Advancing Rural Family Medicine: The Canadian Collaborative Taskforce was created in 2014 as a joint taskforce of the College of Family Physicians of Canada (CFPC) and the Society of Rural Physicians of Canada (SRPC). Key leaders on this taskforce include our own Tom Smith-Windsor, SRPC President, and Kathy Lawrence, CFPC Past-President.

The taskforce worked collaboratively over the last two years leading up to the summit and the launch of the Rural Road Map for Action, which outlines four directions that aim to:

  • reinforce the social accountability mandate of medical schools and residency programs to address healthcare needs of rural and Indigenous communities
  • implement policy interventions that align medical education with workforce planning
  • establish practice models that provide rural and Indigenous communities with timely access to quality healthcare
  • institute a national rural research agenda to support rural workforce planning aimed at improving access to patient-centered and quality-focused care in rural Canada

The summit focused on how the recommendations can be translated into actions that are coordinated, comprehensive, measurable and sustainable. The aim is to engage all stakeholders in applying these recommendations to future policy-making and planning, as well as to identify roles in addressing issues related to healthcare equity for rural Canada.

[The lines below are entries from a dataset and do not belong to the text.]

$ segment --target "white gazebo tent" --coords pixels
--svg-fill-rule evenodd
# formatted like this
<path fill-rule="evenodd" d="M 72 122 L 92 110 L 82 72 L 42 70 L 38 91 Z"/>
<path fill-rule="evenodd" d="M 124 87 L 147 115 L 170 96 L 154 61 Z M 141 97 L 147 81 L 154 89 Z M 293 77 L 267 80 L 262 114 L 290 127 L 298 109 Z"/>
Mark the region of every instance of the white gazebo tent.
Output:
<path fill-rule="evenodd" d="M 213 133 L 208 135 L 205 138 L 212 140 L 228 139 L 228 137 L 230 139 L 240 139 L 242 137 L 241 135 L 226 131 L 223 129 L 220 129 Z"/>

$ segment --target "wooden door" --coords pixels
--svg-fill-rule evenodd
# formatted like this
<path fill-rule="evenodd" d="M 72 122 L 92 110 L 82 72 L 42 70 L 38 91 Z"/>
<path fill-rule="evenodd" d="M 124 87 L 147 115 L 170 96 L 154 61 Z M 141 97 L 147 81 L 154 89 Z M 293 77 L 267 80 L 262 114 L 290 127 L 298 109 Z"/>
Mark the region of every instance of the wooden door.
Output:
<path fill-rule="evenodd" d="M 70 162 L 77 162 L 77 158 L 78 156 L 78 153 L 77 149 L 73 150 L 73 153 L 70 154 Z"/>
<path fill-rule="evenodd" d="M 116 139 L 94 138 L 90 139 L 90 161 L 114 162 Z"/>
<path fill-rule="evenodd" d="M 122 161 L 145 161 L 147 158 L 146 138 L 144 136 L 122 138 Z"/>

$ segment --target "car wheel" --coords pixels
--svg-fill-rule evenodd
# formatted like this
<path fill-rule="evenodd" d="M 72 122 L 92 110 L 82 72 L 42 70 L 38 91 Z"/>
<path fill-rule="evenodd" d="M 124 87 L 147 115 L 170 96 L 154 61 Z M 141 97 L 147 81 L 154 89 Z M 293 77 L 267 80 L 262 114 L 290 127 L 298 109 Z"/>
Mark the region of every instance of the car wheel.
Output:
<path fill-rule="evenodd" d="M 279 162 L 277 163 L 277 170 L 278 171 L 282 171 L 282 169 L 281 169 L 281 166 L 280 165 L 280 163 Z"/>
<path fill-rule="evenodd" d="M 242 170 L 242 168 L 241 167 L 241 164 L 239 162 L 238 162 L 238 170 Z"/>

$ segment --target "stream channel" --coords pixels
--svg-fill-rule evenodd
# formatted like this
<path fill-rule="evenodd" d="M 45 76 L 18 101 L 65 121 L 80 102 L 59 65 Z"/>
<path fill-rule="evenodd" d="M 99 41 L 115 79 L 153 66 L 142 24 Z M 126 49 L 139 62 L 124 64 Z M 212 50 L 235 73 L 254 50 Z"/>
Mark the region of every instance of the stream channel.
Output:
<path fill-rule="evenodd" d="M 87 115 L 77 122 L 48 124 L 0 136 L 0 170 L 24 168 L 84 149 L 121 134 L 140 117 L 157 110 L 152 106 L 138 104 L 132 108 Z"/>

The College of Medicine had a prominent role in the day. In addition to the leaders mentioned above, we were very well represented in a video about rural healthcare and rural education shown early in the day. I can also say we are making progress or have already implemented some of the recommendations.

I highly recommend you check out the road map document and look at the 20 recommendations. As always, I would love to hear your feedback.